Geen discussie (Over de vrijheid van meningsuiting)

Geen discussie (Over de vrijheid van meningsuiting)

Het klinkt misschien triviaal, maar vrijheid van meningsuiting is alleen van toepassing op meningsuitingen. Is een spotprent een meningsuiting? Niet bepaald. Meestal niet tenminste. Een cartoonist wil meestal laten zien hoe gevat hij is, hij wil provoceren, dingen aan de kaak stellen of mensen aan het denken zetten. Wie weet wat hij wil, waarschijnlijk weet hij het zelf niet eens. Zijn mening? Wat hij werkelijk vindt? Ach…

Communicatie kan op drie manieren plaatsvinden, lees ik bij Gerrit Krol (De schriftelijke natuur, p 122). Ik parafraseer:
1. Communicatie is mogelijk door precieze weergave van gedachte. De ontvanger kan het bericht alleen interpreteren zoals de zender het heeft bedoeld.
2. Communicatie door verwarring. Je presenteert een zekere chaos aan de ontvanger, en verwacht dat die er iets van zal maken omdat je er op vertrouwt dat hij de middelen ervoor heeft.
3. Door een sleutel. Codes, openingswoorden voor een zee van gebeurtenissen.

Goede spotprenten werken volgens methode 2 of 3. In elk geval niet volgens methode 1. Dat is meer iets voor kamerleden die moties indienen, wetenschappers die hun bevindingen zo eenduidig mogelijk moeten formuleren en onartistiekelingen. Niet voor cartoonisten in elk geval. Alleen wie communiceert volgens methode 1 kan een duidelijke, ondubbelzinnige mening uiten. Methode 2 en 3 zijn daar helemaal niet voor bestemd, ze lenen zich vooral voor effectbejag: om verwarring te zaaien, om vragen op te roepen, om een veelheid aan enerzijds/anderzijds gevoelens. De mening van de ‘afzender’ is van ondergeschikt belang, en zo hij al een mening heeft, is die niet vastomlijnd.

Als iemand een mening uit, en je bent het er niet mee eens, kun je een discussie aangaan.

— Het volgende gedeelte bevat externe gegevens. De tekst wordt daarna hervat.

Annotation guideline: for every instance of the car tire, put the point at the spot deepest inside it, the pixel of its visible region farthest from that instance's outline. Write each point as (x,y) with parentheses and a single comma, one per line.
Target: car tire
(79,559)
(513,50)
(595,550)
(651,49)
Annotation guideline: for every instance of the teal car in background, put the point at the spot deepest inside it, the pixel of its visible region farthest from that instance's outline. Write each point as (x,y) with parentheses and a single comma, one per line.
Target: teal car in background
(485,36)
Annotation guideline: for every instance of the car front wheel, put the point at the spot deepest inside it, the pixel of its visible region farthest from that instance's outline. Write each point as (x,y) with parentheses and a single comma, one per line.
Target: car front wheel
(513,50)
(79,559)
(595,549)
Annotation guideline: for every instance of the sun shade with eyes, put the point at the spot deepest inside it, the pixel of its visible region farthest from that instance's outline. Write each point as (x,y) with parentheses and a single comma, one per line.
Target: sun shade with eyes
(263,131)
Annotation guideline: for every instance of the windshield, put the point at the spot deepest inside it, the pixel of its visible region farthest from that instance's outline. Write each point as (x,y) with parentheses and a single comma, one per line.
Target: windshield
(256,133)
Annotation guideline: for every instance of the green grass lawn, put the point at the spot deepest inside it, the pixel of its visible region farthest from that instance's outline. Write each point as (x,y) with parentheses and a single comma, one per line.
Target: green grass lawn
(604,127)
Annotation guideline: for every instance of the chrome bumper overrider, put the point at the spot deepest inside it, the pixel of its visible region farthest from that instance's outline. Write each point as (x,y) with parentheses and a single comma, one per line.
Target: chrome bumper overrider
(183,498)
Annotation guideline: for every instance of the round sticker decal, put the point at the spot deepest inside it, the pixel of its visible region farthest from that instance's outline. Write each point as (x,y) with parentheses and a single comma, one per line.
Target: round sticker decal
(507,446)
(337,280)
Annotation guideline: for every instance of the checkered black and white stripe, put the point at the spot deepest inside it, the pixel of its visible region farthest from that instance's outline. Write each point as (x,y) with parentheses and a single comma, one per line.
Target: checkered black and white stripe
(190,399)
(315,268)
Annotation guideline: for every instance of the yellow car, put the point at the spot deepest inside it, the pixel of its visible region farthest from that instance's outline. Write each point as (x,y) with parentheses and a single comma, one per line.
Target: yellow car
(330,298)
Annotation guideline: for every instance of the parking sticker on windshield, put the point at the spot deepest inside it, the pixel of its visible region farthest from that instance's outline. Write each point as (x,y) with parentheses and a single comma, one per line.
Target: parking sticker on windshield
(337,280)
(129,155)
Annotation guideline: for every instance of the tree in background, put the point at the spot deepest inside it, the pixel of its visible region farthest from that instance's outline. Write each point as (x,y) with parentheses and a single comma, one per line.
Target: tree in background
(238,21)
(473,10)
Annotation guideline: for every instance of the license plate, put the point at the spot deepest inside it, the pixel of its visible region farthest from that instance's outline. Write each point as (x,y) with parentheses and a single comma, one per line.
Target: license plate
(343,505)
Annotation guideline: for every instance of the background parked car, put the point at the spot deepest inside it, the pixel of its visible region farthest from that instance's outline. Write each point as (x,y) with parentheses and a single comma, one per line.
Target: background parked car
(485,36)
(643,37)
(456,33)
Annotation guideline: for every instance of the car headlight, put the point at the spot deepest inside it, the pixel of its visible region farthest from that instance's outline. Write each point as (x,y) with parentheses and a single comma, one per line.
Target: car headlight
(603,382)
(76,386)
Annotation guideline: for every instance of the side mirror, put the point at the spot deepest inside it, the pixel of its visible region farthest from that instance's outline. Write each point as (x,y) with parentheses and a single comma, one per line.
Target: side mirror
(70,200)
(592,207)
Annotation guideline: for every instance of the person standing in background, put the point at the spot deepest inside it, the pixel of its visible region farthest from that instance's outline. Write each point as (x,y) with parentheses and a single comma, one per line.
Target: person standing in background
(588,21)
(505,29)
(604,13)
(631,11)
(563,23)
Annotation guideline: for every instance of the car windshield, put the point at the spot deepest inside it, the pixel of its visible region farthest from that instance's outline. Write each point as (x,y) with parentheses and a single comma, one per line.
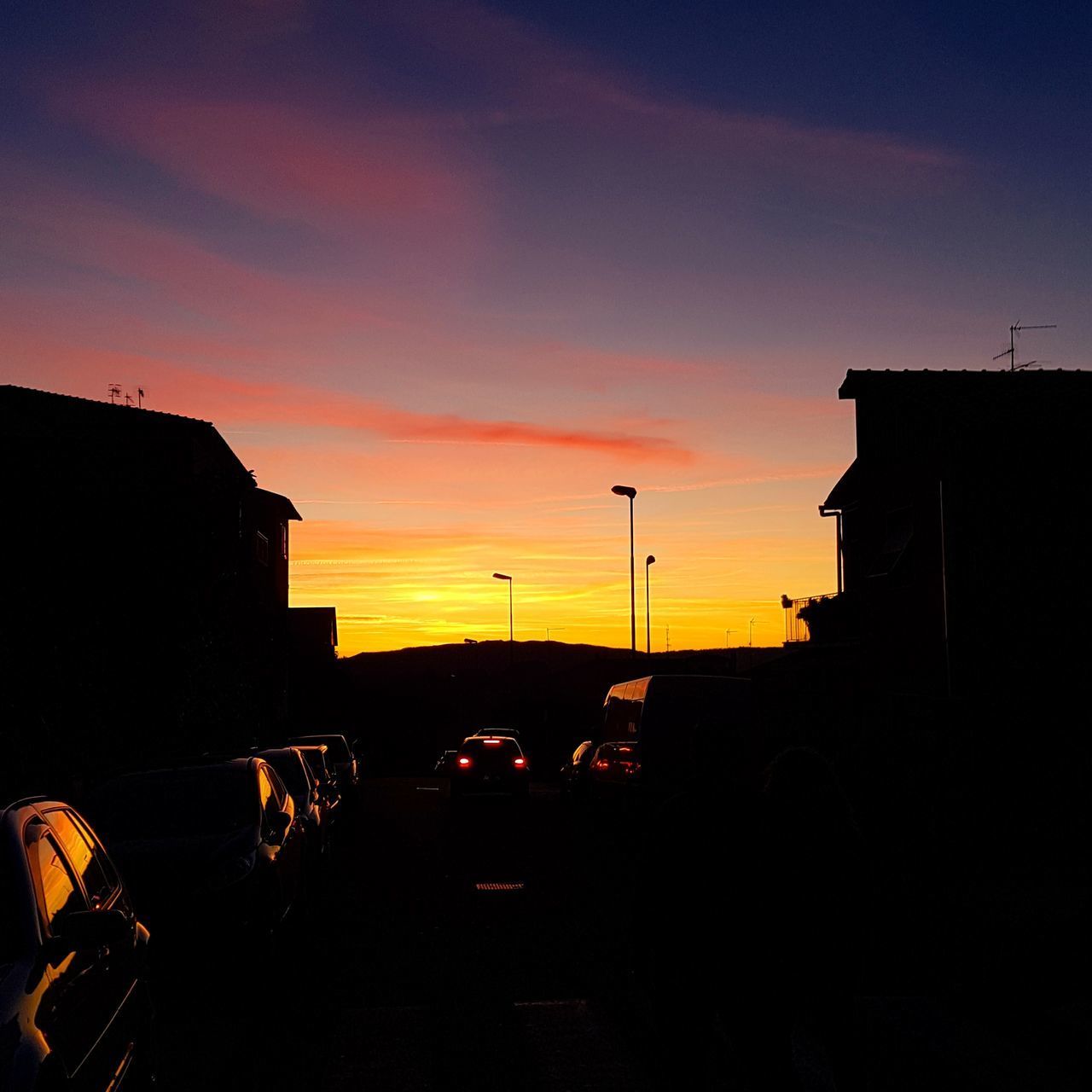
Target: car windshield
(336,748)
(292,772)
(315,763)
(192,803)
(494,745)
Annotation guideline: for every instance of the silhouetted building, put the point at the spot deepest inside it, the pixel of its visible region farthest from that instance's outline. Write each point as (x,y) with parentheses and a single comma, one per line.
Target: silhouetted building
(962,527)
(314,632)
(147,580)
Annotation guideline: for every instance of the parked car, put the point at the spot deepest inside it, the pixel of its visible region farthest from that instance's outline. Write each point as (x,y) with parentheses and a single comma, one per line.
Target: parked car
(315,756)
(215,845)
(444,764)
(574,772)
(304,788)
(648,746)
(74,1003)
(491,764)
(340,757)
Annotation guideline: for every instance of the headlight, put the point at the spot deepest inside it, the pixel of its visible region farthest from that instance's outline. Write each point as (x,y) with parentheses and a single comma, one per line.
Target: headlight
(233,869)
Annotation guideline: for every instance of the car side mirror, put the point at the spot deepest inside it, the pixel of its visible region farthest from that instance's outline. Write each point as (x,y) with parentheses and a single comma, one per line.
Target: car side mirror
(94,928)
(279,827)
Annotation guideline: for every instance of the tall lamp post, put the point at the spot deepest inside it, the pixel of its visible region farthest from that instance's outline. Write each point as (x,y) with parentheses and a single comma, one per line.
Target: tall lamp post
(628,491)
(648,617)
(502,576)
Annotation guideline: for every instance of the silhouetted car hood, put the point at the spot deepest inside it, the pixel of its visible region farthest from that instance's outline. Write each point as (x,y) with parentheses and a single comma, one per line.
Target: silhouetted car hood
(156,868)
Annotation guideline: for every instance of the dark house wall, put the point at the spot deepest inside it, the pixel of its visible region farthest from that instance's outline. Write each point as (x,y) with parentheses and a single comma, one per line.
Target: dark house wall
(967,499)
(132,593)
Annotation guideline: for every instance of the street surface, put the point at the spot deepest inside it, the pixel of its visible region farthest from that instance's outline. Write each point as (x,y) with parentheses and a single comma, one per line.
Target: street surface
(478,947)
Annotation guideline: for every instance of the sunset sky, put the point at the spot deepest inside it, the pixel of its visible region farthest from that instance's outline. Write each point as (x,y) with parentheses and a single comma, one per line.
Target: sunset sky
(444,272)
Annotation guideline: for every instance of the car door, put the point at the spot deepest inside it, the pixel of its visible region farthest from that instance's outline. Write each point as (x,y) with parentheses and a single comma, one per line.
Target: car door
(102,890)
(80,1002)
(289,857)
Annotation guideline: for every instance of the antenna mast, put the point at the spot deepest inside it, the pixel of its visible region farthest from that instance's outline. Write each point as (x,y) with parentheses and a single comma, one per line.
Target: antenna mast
(1011,351)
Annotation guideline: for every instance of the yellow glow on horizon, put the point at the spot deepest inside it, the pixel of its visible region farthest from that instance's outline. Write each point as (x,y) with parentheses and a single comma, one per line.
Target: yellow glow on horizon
(400,589)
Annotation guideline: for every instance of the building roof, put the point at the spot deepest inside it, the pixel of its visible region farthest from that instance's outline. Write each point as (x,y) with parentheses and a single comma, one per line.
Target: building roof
(998,382)
(285,507)
(26,410)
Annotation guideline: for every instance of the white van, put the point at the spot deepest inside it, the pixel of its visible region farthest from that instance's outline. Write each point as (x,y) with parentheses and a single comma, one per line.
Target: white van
(648,732)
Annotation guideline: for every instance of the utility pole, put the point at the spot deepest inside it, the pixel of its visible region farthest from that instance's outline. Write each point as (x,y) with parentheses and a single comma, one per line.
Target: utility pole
(1011,351)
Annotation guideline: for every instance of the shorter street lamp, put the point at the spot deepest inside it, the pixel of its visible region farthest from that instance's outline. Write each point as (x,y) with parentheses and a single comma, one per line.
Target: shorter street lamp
(502,576)
(648,619)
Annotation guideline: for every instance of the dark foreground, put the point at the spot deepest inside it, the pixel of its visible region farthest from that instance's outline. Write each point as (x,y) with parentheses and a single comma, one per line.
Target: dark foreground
(484,947)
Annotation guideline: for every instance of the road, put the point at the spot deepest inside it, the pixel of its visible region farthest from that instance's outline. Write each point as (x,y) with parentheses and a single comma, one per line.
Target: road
(478,947)
(450,949)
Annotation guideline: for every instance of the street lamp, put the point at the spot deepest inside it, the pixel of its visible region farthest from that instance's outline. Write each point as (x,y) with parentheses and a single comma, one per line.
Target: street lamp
(628,491)
(648,619)
(502,576)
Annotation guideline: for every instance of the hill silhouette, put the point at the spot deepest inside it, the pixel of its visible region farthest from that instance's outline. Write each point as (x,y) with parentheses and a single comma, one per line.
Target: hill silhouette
(408,706)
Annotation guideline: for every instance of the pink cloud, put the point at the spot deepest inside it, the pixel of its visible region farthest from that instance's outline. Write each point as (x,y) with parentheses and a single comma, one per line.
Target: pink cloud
(343,174)
(537,78)
(245,401)
(55,221)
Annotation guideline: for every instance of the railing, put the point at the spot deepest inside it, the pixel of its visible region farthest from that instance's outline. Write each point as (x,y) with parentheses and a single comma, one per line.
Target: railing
(796,628)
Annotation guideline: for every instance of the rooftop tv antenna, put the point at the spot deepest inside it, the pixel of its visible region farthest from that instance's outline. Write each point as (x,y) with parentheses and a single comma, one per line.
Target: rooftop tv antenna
(1011,351)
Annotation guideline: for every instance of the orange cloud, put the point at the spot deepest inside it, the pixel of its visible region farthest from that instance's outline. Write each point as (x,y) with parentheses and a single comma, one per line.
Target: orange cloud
(289,404)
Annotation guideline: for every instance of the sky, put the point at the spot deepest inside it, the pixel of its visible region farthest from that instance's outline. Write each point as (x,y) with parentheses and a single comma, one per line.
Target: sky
(444,273)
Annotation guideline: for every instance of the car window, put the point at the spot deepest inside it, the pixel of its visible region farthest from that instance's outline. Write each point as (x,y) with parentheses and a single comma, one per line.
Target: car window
(280,793)
(89,862)
(59,892)
(192,802)
(265,794)
(339,749)
(497,745)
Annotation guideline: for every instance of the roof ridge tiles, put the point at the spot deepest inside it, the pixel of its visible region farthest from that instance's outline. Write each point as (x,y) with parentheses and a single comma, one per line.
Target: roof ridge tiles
(96,402)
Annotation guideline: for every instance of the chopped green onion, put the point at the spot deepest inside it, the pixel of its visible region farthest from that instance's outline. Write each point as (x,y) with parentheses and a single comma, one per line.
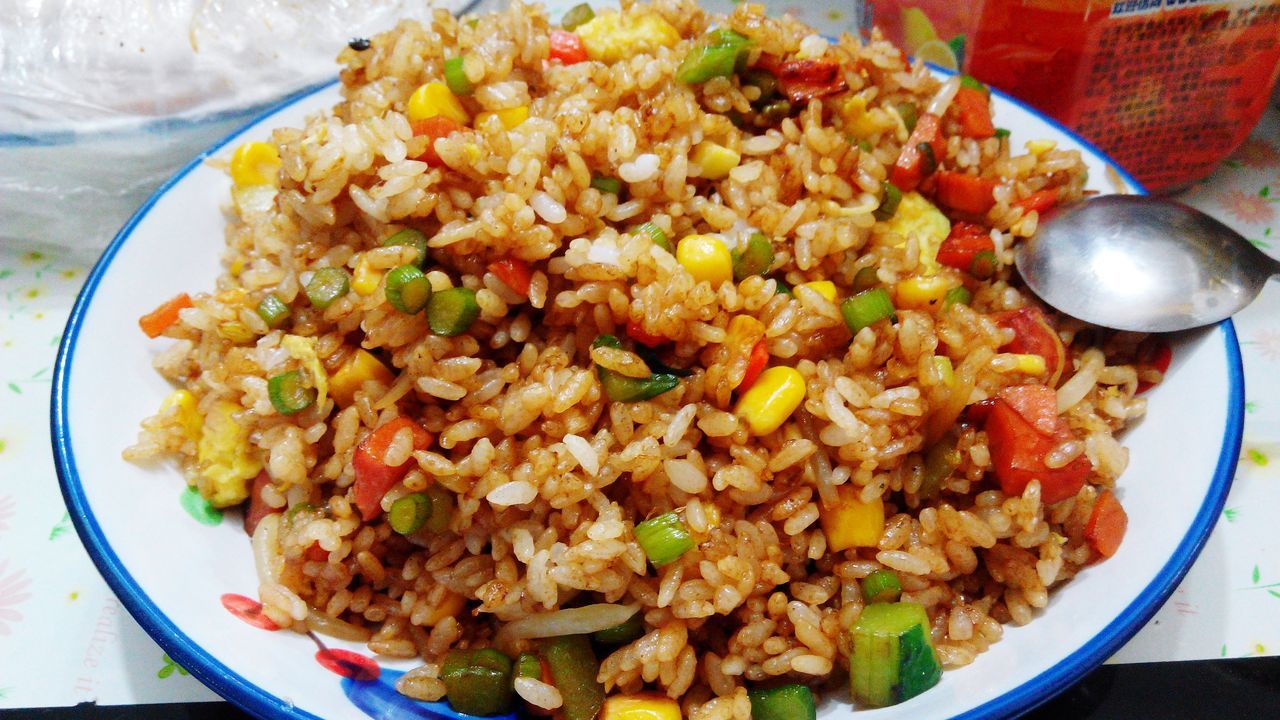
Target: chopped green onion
(288,393)
(983,264)
(478,682)
(528,665)
(621,633)
(412,238)
(891,199)
(410,513)
(960,295)
(451,311)
(442,509)
(909,113)
(867,308)
(607,185)
(456,77)
(782,702)
(273,311)
(663,538)
(718,54)
(656,235)
(574,670)
(755,259)
(576,16)
(407,288)
(328,285)
(882,586)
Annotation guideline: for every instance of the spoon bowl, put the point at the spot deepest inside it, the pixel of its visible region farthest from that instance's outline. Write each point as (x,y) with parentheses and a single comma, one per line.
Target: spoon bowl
(1138,263)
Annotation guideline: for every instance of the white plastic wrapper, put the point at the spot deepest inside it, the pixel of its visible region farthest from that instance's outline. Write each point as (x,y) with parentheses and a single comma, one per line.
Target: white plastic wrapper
(103,100)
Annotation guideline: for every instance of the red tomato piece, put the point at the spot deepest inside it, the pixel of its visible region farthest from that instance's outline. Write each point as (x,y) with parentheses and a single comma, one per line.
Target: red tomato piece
(567,48)
(374,477)
(515,273)
(967,194)
(1023,427)
(1106,524)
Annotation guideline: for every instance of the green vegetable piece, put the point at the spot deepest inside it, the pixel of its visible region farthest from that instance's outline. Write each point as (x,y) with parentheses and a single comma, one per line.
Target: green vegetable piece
(328,285)
(407,288)
(890,200)
(410,513)
(784,702)
(442,509)
(622,633)
(456,77)
(960,295)
(983,264)
(478,682)
(755,259)
(452,311)
(273,310)
(576,16)
(412,238)
(882,586)
(909,113)
(289,393)
(574,669)
(607,185)
(865,278)
(894,657)
(663,538)
(528,665)
(940,461)
(867,308)
(656,235)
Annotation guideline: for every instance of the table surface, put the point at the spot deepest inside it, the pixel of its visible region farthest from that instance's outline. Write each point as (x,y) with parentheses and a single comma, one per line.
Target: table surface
(91,651)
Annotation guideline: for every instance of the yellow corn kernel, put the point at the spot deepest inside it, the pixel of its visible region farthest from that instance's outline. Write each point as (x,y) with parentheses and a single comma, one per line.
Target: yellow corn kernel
(707,258)
(435,99)
(609,37)
(183,405)
(1031,364)
(920,294)
(351,376)
(449,607)
(775,396)
(227,460)
(644,706)
(365,279)
(511,117)
(714,160)
(850,522)
(1041,146)
(824,288)
(255,163)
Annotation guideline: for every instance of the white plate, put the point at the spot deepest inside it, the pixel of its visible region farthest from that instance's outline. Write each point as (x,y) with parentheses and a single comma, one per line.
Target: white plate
(172,572)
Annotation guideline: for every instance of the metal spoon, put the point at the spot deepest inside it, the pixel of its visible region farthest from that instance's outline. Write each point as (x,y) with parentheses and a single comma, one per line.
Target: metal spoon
(1138,263)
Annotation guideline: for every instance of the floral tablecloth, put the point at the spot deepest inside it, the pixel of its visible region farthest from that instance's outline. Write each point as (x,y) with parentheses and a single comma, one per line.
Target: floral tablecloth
(64,638)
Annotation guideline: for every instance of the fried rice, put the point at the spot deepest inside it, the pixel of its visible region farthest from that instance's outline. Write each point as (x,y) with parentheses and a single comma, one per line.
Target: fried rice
(547,477)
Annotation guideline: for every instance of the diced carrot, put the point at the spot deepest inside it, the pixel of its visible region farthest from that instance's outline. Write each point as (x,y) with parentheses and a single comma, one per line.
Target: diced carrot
(567,48)
(754,365)
(636,332)
(973,108)
(374,477)
(915,163)
(515,273)
(968,194)
(964,242)
(1040,200)
(158,320)
(1106,524)
(434,128)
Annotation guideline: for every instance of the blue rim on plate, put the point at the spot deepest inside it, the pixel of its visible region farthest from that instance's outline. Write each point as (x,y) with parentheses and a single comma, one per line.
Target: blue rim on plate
(233,687)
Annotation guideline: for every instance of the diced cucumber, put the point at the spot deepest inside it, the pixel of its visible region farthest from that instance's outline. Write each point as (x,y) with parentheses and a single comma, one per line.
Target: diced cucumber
(894,657)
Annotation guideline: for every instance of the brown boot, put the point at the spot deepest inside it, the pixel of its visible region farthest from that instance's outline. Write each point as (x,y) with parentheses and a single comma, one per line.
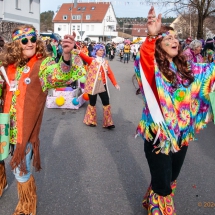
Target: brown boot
(3,179)
(107,117)
(90,116)
(27,197)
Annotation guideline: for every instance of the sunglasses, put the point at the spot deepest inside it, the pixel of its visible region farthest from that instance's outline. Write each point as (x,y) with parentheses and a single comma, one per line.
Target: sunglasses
(25,40)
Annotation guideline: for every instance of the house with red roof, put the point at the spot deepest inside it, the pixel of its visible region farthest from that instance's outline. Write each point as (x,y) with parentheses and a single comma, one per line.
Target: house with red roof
(90,21)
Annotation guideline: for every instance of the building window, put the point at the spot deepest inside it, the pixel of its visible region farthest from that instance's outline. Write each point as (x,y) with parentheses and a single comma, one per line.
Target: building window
(18,4)
(87,17)
(64,17)
(76,17)
(30,6)
(59,28)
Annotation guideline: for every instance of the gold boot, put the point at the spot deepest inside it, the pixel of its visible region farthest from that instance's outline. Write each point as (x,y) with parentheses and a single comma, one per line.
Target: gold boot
(107,117)
(27,197)
(3,179)
(90,116)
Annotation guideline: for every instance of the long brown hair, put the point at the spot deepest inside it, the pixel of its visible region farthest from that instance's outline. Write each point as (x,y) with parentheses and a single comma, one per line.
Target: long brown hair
(12,53)
(180,61)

These, antithese, en wie weet synthese – zo werkt het tenminste idealiter in het debat in de wetenschap, in het parlement en in het debat daarbuiten. En dat het in werkelijkheid niet zo gaat doet daar niets aan af, het gaat even om het principe: wie een mening heeft, kan die onderbouwen, beargumenteren, verduidelijken en de mening van een ander weerleggen. Binnen die regels is vrijheid van meningsuiting mogelijk. Vrijheid van meningsuiting is gedeeltelijke vrijheid.

Voor de cartoonist gelden weer andere regels. En voor degene die zich stoort aan zijn spotprenten ook. Een cartoonist die zich van methode 1 bedient, levert belabberd werk af: te letterlijk, te prekerig, te saai, niet inspirerend. En iemand die zich opwindt over een cartoon heeft z’n communicatiediploma niet gehaald. Beiden horen ze thuis in het domein van de kamerleden, wetenschappers en onartistiekelingen. Het domein van de kristalheldere en ontoegankelijke teksten, waar oersaaie en o zo belangrijke discussies plaatsvinden.

De cartoonist bevindt zich in de marge, hij is een soort hofnar. Lach met hem mee, lach hem uit, of gebruik je vrijheid om verveeld de bladzijde om te slaan of woedend de krant neer te smijten. Maar ga niet met hem in discussie, schiet hem niet neer. Neem hem vooral niet serieus, dat zou te veel eer zijn.